A proposta da MERIO encaixa nessa evolução. A mesma carga útil pode ser aparafusada sob um pequeno drone táctico para apoiar um assalto ao nível de companhia, ou instalada num drone maior capaz de permanecer horas a circular sobre uma zona contestada. Os planeadores de missão podem ajustar a solução à intensidade e duração das operações.

Existe também uma vertente civil. Uma carga útil estabilizada, de alta definição e com laser tem utilidade em resposta a catástrofes, busca e salvamento e monitorização de infra‑estruturas críticas, onde dados de distância precisos e imagem ajudam equipas a actuar depressa e com segurança.

Autonomia estratégica: o objectivo discreto da Europa

Para lá do apelo tecnológico, o programa transporta uma mensagem política forte. A guerra na Ucrânia expôs a dependência europeia de sensores e munições de origem estrangeira, em especial dos EUA e de Israel.

Ao desenvolver em França uma carga útil “100 por cento soberana”, e ao trabalhar com parceiros europeus do lado dos drones, a MERIO posiciona-se como parte de um impulso mais amplo para autonomia industrial. A empresa sublinha que o seu sistema evita licenças de exportação restritivas ou componentes de “caixa-preta” que possam ser desligados ou limitados por países terceiros.

O controlo sobre tecnologia de apontamento está a tornar-se um activo estratégico, e não apenas uma linha de aquisição.

Se os Estados europeus conseguirem empregar sensores, drones e munições de origem interna, ganham margem de manobra em crises nas quais aliados possam hesitar ou impor condições.

Como se desenrola, na prática, um ataque guiado por laser

Para quem não é especialista, uma munição guiada por laser pode soar quase a magia. Quando se explica por etapas, a lógica é simples.

A bordo do drone, o sistema Milvus escolhe um ponto no alvo e mantém-no sob seguimento. Quando é disparada uma bomba ou um míssil compatível, um pequeno sensor no nariz procura o reflexo da energia laser que retorna do alvo.

Durante o voo, a munição corrige continuamente as superfícies de controlo para manter a parte mais intensa desse reflexo no centro. O processo é automático e decorre em fracções de segundo. Se o laser deixar de iluminar, o míssil perde o seu “farol” e segue uma trajectória de reserva ou falha.

Este método é muito preciso, mas depende de linha de visada. Nuvens densas, fumo intenso ou obstáculos sólidos podem interromper a ligação laser - razão pela qual drones com trajectórias flexíveis e múltiplos modos de sensor são atractivos: conseguem reposicionar-se para recuperar a marca.

Benefícios, riscos e o quadro mais amplo

A vantagem mais evidente para as forças armadas é a menor exposição. Em vez de enviar forças especiais ou observadores avançados para o interior de um labirinto urbano, um comandante pode destacar um drone para fazer a marcação. Em conjunto com artilharia moderna e munições ar‑solo, isto altera a forma como o apoio de fogos de longo alcance é empregue.

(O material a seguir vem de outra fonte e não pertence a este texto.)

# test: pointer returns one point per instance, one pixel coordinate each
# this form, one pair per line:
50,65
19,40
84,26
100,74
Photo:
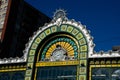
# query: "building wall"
21,22
3,10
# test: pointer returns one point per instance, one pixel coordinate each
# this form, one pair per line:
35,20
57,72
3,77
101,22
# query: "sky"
101,17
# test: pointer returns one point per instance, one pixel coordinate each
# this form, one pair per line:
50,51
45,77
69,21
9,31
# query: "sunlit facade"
62,49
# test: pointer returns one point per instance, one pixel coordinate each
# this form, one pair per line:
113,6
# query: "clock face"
58,54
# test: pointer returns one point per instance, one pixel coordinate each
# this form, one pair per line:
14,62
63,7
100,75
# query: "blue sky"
102,17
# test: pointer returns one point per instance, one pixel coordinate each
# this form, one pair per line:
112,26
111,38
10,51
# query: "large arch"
63,43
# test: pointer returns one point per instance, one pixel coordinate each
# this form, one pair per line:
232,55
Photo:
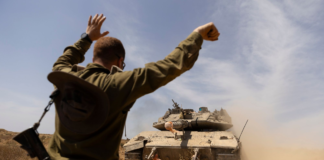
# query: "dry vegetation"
10,149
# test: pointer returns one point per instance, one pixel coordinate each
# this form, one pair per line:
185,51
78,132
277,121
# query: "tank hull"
217,145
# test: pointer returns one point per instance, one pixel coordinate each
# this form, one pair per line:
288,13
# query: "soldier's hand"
94,26
208,31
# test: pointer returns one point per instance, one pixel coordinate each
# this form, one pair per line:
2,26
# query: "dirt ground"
10,149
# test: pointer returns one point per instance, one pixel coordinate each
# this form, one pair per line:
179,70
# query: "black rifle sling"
52,96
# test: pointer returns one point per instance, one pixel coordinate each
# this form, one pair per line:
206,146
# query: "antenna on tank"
242,130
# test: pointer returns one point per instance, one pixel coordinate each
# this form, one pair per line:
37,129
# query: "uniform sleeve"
131,85
72,55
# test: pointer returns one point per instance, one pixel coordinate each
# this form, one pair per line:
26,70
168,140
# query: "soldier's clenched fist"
208,31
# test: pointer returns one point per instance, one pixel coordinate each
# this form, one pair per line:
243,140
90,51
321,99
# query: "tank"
198,135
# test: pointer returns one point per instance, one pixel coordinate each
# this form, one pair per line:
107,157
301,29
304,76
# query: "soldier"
122,88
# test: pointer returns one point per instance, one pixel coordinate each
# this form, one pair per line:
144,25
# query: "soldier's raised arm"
133,84
75,54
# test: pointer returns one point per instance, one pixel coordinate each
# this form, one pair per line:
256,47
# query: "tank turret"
186,134
188,119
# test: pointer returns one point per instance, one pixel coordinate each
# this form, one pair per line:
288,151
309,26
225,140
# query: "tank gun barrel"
180,124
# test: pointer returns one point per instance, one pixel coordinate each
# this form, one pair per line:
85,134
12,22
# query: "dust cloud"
263,141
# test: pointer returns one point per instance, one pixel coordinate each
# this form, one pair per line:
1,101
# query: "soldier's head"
109,51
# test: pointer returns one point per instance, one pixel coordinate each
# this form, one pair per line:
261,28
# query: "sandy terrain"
9,150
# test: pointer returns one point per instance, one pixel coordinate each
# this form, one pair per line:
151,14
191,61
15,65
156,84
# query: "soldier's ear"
120,62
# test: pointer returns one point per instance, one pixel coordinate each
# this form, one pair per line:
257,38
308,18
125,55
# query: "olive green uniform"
123,89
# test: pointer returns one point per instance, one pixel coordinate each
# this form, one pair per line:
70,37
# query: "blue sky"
267,65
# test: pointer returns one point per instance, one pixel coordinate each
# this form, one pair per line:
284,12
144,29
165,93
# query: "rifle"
29,138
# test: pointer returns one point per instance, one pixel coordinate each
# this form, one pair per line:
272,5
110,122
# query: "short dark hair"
108,49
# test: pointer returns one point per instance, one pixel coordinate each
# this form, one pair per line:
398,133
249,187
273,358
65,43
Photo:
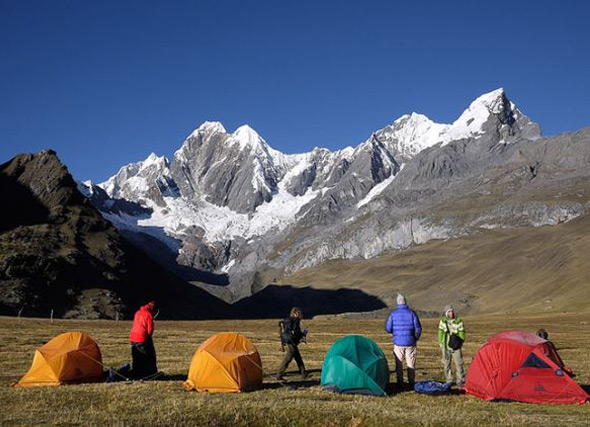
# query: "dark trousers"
144,359
291,352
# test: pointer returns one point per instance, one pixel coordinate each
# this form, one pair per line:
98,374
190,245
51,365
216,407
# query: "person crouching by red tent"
143,352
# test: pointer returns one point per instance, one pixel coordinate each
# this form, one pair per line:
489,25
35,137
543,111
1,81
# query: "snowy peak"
209,127
496,110
247,137
410,134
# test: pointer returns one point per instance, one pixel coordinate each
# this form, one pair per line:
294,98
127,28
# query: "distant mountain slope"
58,252
229,204
524,269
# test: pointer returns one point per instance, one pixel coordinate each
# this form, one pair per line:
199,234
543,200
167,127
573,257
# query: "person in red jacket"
143,352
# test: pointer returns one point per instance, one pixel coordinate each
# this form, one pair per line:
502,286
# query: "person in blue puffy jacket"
404,326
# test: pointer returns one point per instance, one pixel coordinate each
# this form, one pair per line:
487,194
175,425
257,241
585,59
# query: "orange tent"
227,363
69,358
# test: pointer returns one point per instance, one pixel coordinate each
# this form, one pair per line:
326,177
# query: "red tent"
518,365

Há, contudo, compromissos. Designadores montados em drones dependem de comunicações robustas e são vulneráveis a interferência por bloqueio (jamming) ou a intrusão cibernética. Os adversários já estão a investir em armas anti‑drone e guerra electrónica capazes de cegar ou enganar sistemas não tripulados.

Também é provável que os debates éticos e políticos se intensifiquem. Quanto maior for a distância entre humanos e alvos, mais questões surgirão sobre decisão, responsabilidade e o risco de baixar o limiar do uso da força. Um sistema que torna ataques mais fáceis de executar pode igualmente tornar mais difícil manter a contenção, caso não existam regras claras e supervisão.

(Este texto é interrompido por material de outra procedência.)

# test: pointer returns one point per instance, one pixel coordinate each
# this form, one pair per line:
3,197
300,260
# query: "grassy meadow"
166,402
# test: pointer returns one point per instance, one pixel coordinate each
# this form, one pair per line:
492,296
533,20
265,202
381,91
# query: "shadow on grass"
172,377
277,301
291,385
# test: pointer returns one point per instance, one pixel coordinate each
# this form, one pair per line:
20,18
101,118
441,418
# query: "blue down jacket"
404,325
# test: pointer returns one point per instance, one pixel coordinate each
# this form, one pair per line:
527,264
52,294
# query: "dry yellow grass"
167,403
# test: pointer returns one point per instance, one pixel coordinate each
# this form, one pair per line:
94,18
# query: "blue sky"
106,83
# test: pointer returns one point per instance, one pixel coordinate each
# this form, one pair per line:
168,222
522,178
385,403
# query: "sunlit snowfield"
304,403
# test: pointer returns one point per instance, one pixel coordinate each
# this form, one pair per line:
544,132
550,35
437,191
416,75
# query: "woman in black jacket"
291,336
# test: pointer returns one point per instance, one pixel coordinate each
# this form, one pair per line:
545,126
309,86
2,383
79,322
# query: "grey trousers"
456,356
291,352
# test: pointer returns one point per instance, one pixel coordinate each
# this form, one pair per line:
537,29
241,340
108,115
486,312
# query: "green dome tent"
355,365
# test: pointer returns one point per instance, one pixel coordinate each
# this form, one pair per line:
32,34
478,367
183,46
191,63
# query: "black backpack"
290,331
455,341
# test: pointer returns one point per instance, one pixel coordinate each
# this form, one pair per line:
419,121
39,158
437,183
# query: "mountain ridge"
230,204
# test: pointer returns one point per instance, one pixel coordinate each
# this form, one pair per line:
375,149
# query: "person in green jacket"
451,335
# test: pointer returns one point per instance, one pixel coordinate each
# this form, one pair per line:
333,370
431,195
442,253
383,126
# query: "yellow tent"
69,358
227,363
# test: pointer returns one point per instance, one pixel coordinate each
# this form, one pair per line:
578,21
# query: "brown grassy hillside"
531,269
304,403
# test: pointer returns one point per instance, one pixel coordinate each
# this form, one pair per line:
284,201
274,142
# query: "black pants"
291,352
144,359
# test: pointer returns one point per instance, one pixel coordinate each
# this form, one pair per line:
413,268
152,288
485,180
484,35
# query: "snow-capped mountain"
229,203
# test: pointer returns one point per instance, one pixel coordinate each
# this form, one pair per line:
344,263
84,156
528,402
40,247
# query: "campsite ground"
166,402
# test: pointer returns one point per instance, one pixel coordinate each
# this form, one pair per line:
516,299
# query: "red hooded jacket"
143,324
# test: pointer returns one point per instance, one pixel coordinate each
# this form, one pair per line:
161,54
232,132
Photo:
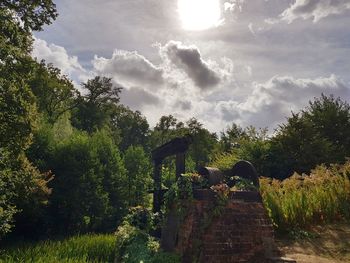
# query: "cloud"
129,68
234,5
56,55
271,102
189,60
137,98
314,9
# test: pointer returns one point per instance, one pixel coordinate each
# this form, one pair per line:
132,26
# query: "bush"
304,200
135,245
140,217
88,190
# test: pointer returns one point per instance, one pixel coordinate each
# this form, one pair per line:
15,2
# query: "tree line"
75,162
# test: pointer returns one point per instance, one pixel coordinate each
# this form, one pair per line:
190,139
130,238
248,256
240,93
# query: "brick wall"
241,233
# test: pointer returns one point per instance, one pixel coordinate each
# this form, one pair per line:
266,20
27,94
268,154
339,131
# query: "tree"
25,188
54,92
231,137
96,108
139,171
33,14
319,134
133,128
89,186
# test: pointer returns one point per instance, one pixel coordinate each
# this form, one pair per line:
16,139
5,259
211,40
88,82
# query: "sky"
249,62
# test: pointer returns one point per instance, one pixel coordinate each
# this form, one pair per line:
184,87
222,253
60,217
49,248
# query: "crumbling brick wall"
241,233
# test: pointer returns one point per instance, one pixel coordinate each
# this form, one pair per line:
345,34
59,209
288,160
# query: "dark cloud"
185,105
271,102
136,98
188,58
130,68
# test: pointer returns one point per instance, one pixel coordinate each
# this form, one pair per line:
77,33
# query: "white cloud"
314,9
190,61
56,55
129,68
271,102
234,5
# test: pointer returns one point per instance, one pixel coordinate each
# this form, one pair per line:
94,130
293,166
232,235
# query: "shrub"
77,249
135,245
303,200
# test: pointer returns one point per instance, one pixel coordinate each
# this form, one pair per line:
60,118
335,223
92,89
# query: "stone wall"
241,233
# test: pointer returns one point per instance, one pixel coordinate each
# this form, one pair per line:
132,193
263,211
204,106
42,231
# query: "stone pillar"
180,164
157,177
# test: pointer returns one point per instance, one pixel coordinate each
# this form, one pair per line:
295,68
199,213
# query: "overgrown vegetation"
79,249
76,162
305,200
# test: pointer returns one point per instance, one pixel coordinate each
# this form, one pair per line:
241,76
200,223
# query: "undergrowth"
305,200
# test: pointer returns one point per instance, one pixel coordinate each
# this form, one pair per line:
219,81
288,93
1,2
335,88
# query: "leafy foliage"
139,180
88,187
90,248
303,200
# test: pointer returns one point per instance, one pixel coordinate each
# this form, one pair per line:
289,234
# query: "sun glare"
199,14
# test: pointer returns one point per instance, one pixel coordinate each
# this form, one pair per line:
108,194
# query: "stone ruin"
242,232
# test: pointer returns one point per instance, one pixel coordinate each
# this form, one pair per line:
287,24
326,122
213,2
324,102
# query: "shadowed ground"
331,244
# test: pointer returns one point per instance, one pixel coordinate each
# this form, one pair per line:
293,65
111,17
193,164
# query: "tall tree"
25,186
96,107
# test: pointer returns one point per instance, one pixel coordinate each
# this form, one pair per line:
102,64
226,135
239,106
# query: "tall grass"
78,249
304,200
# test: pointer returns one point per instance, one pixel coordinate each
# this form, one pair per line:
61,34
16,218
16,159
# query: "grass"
305,200
78,249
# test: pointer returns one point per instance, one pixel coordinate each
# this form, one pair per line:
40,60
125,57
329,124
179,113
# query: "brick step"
281,260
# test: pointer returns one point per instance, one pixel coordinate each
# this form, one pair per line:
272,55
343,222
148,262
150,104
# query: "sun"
199,14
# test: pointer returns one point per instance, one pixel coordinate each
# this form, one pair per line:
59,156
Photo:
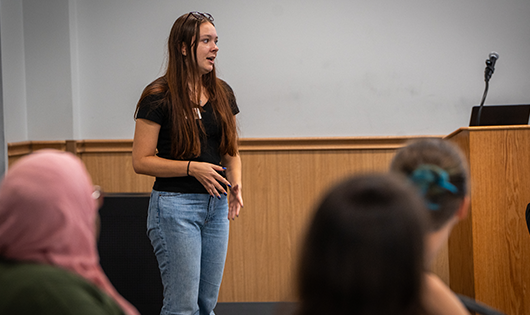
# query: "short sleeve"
231,98
151,108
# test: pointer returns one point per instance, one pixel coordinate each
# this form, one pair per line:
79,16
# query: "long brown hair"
181,102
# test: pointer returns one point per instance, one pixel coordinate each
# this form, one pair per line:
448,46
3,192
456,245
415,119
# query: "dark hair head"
364,249
439,169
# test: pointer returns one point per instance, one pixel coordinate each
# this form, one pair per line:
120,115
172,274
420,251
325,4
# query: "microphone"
488,72
490,65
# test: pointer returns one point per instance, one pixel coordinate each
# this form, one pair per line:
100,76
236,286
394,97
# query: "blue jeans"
189,234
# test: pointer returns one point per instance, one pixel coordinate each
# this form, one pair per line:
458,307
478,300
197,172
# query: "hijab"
48,216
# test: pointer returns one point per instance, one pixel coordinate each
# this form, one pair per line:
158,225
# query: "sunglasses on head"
200,16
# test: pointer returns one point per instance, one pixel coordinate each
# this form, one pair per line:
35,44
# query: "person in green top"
49,262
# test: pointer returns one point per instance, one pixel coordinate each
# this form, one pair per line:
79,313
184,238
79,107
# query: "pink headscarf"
48,215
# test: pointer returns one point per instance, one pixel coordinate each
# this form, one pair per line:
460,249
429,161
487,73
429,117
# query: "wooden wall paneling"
280,192
114,172
109,162
494,244
502,257
460,251
283,180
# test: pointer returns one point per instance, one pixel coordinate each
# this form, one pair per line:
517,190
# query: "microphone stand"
487,75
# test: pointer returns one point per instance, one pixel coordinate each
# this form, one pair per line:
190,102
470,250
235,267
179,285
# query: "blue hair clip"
427,175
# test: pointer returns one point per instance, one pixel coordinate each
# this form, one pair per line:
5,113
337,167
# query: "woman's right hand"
208,175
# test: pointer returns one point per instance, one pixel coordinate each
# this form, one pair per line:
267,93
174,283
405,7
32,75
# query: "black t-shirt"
152,109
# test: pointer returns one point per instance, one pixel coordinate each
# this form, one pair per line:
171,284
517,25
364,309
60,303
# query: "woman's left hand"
235,202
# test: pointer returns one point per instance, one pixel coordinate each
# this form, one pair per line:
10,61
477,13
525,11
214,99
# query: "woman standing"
186,136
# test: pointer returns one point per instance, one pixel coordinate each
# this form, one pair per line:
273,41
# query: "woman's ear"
464,208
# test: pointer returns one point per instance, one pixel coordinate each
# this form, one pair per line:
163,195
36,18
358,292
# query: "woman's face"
207,48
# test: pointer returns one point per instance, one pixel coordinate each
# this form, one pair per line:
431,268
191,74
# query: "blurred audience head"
363,253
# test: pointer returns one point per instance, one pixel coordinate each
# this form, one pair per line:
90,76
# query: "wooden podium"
489,252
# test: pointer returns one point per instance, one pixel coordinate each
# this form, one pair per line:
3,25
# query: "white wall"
318,68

Por agora, as forças europeias parecem determinadas a recuperar terreno - e, em alguns nichos, a rivalizar - com capacidades há muito dominadas pelos EUA e por Israel. Um sensor francês compacto suspenso sob um drone de porte médio pode não parecer uma revolução. Mas, quando combinado com canhões e mísseis de precisão e com uma doutrina baseada em designação remota, altera de forma discreta a maneira como as guerras são planeadas e travadas nas periferias do continente.